Se había dado cuenta de que algo iba mal casi en el mismo instante en que Lucas reaccionó.
Lucas solía ser despreocupado y teatral, pero la conmoción que lo había dejado paralizado y el dolor en sus ojos habían sido inconfundiblemente reales. Connor sabía que no lo había malinterpretado.
Aquello no tenía nada que ver con sentirse mareado.
Lucas inspiró lentamente con profundidad.
Cuando por fin levantó la vista, la familiar sonrisa torcida había vuelto a sus labios, aunque nunca llegó a sus ojos. No era más que una máscara.
—Estoy bien —dijo encogiéndose de hombros con indiferencia—. Me he saltado el desayuno. Probablemente por eso me siento un poco raro.
Hizo un gesto despreocupado con la mano, se puso en pie y cogió su chaqueta del respaldo de la silla. —Me voy. No tiene sentido quedarme por aquí e interrumpir la recuperación de tu mujer. Volveré a la oficina y me mataré a trabajar por ti».

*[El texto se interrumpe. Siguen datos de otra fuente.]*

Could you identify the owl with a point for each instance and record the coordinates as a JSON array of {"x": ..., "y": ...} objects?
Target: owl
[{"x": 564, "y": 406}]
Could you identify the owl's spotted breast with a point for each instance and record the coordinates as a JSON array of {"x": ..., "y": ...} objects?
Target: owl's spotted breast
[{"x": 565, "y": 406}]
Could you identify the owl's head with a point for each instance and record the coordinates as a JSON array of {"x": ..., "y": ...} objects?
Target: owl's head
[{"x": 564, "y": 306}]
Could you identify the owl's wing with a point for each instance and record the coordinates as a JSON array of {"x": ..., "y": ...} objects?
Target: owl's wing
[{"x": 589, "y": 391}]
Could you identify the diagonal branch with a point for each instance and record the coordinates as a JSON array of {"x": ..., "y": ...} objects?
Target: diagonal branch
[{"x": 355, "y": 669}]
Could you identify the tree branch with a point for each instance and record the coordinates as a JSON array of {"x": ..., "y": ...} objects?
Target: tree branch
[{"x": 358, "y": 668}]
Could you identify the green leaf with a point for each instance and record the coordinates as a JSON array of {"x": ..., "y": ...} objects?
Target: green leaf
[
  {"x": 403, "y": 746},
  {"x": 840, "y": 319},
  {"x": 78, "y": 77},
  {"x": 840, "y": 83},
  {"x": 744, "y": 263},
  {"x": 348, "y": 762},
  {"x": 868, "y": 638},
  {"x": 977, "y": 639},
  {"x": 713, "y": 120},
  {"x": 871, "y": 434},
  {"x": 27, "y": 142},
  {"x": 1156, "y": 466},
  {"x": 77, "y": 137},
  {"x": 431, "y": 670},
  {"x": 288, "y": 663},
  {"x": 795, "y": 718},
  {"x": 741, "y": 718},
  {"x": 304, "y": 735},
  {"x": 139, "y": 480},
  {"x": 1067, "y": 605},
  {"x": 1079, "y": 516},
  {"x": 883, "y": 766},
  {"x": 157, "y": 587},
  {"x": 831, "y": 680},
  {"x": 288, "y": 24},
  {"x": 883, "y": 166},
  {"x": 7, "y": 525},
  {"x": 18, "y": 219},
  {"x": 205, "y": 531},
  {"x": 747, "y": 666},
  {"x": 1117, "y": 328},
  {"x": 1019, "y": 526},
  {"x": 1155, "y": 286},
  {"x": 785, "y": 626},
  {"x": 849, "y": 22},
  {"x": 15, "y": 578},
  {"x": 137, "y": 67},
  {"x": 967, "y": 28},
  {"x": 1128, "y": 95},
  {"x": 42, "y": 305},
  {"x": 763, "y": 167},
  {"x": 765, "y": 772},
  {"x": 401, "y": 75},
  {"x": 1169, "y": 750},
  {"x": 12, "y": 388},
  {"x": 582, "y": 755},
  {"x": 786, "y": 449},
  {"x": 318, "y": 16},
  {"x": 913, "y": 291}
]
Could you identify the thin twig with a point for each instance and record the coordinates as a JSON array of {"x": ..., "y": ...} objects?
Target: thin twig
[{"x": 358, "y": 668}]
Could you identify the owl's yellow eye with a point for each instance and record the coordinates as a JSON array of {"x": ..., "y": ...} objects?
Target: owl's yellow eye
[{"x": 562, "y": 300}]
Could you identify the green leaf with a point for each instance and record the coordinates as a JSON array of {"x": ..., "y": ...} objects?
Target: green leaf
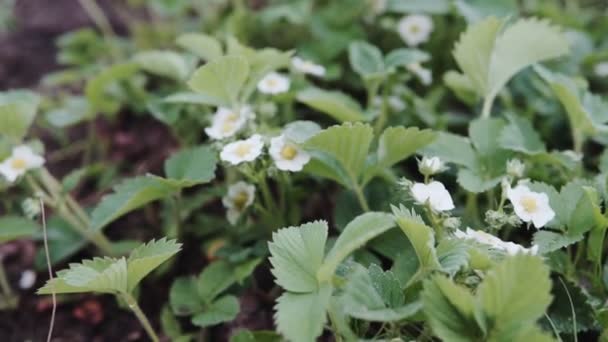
[
  {"x": 359, "y": 231},
  {"x": 163, "y": 63},
  {"x": 297, "y": 254},
  {"x": 450, "y": 310},
  {"x": 422, "y": 239},
  {"x": 15, "y": 227},
  {"x": 98, "y": 88},
  {"x": 348, "y": 144},
  {"x": 336, "y": 104},
  {"x": 216, "y": 278},
  {"x": 507, "y": 300},
  {"x": 491, "y": 57},
  {"x": 148, "y": 257},
  {"x": 221, "y": 80},
  {"x": 17, "y": 112},
  {"x": 184, "y": 298},
  {"x": 366, "y": 59},
  {"x": 192, "y": 166},
  {"x": 222, "y": 310},
  {"x": 300, "y": 316},
  {"x": 202, "y": 45},
  {"x": 549, "y": 241},
  {"x": 131, "y": 194},
  {"x": 519, "y": 135}
]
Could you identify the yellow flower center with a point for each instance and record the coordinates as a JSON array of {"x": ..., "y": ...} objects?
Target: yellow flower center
[
  {"x": 243, "y": 149},
  {"x": 288, "y": 152},
  {"x": 240, "y": 200},
  {"x": 18, "y": 163},
  {"x": 529, "y": 204}
]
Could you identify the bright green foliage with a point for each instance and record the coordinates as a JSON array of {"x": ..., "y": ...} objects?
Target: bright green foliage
[
  {"x": 15, "y": 227},
  {"x": 297, "y": 254},
  {"x": 202, "y": 45},
  {"x": 374, "y": 295},
  {"x": 333, "y": 103},
  {"x": 300, "y": 316},
  {"x": 490, "y": 55},
  {"x": 111, "y": 275},
  {"x": 164, "y": 63},
  {"x": 221, "y": 80},
  {"x": 17, "y": 112},
  {"x": 422, "y": 239},
  {"x": 512, "y": 297},
  {"x": 360, "y": 230}
]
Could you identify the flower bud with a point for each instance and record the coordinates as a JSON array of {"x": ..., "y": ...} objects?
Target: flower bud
[{"x": 430, "y": 166}]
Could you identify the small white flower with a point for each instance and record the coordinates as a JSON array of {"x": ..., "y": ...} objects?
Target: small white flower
[
  {"x": 515, "y": 168},
  {"x": 531, "y": 206},
  {"x": 243, "y": 150},
  {"x": 415, "y": 29},
  {"x": 273, "y": 83},
  {"x": 430, "y": 166},
  {"x": 484, "y": 238},
  {"x": 27, "y": 279},
  {"x": 601, "y": 69},
  {"x": 240, "y": 196},
  {"x": 307, "y": 67},
  {"x": 433, "y": 193},
  {"x": 21, "y": 160},
  {"x": 424, "y": 75},
  {"x": 287, "y": 155},
  {"x": 226, "y": 122}
]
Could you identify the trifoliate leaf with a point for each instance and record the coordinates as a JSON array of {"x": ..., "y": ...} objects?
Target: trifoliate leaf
[
  {"x": 336, "y": 104},
  {"x": 508, "y": 301},
  {"x": 297, "y": 254},
  {"x": 202, "y": 45},
  {"x": 360, "y": 230},
  {"x": 450, "y": 310},
  {"x": 15, "y": 227},
  {"x": 222, "y": 310},
  {"x": 366, "y": 59},
  {"x": 221, "y": 80},
  {"x": 347, "y": 144},
  {"x": 145, "y": 258},
  {"x": 163, "y": 63},
  {"x": 192, "y": 166},
  {"x": 300, "y": 316},
  {"x": 422, "y": 239},
  {"x": 519, "y": 135}
]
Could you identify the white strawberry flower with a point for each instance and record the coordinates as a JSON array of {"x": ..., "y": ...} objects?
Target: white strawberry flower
[
  {"x": 601, "y": 69},
  {"x": 273, "y": 83},
  {"x": 530, "y": 206},
  {"x": 243, "y": 150},
  {"x": 240, "y": 196},
  {"x": 286, "y": 155},
  {"x": 423, "y": 74},
  {"x": 433, "y": 193},
  {"x": 226, "y": 122},
  {"x": 484, "y": 238},
  {"x": 415, "y": 29},
  {"x": 307, "y": 67},
  {"x": 22, "y": 159}
]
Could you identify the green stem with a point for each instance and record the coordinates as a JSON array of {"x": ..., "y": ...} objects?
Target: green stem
[{"x": 132, "y": 303}]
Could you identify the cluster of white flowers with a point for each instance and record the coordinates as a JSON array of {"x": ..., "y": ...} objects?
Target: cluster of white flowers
[
  {"x": 530, "y": 206},
  {"x": 434, "y": 194},
  {"x": 227, "y": 122},
  {"x": 484, "y": 238},
  {"x": 307, "y": 67},
  {"x": 239, "y": 197},
  {"x": 415, "y": 29},
  {"x": 273, "y": 84},
  {"x": 21, "y": 160}
]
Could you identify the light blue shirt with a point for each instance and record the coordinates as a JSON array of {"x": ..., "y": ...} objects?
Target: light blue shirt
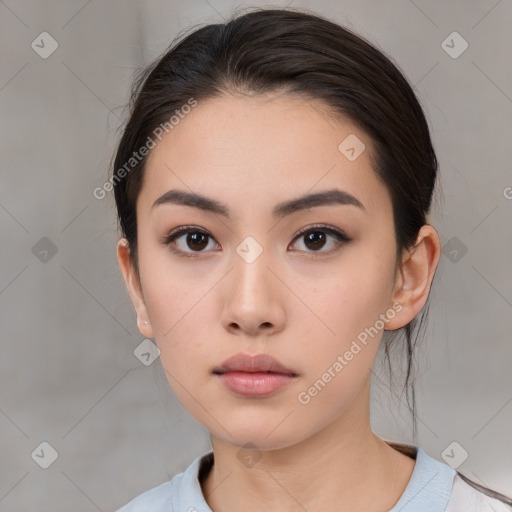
[{"x": 430, "y": 489}]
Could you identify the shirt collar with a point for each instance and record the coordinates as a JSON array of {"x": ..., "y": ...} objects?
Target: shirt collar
[{"x": 428, "y": 490}]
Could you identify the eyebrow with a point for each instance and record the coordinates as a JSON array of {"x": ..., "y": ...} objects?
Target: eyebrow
[{"x": 328, "y": 197}]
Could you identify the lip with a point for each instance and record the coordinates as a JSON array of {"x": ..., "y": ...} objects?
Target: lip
[
  {"x": 253, "y": 376},
  {"x": 260, "y": 363}
]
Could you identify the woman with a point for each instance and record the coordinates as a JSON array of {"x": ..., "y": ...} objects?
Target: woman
[{"x": 273, "y": 185}]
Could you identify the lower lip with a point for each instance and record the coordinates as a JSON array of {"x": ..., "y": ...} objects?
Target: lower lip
[{"x": 254, "y": 384}]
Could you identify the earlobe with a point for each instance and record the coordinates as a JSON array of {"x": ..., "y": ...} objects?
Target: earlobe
[
  {"x": 415, "y": 275},
  {"x": 134, "y": 287}
]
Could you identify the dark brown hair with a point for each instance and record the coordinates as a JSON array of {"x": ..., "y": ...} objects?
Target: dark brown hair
[{"x": 269, "y": 50}]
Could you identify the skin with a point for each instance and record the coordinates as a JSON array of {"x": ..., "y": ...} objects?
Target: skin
[{"x": 302, "y": 307}]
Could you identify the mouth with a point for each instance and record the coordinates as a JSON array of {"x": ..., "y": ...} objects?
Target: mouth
[
  {"x": 261, "y": 363},
  {"x": 254, "y": 376}
]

Añadió con una sonrisa que carecía de su calidez habitual: «Me debes una de verdad después de esto, Connor».
Sin esperar respuesta, se dio la vuelta y salió, con un paso apresurado que parecía más una huida que una despedida.
La puerta se cerró detrás de él. A solas en el silencioso pasillo, Lucas se apoyó pesadamente contra la pared y cerró los ojos mientras su respiración se volvía entrecortada.
Los latidos de su corazón retumbaban violentamente contra sus costillas, y cada golpe resonaba tan fuerte que ahogaba cualquier otro sonido.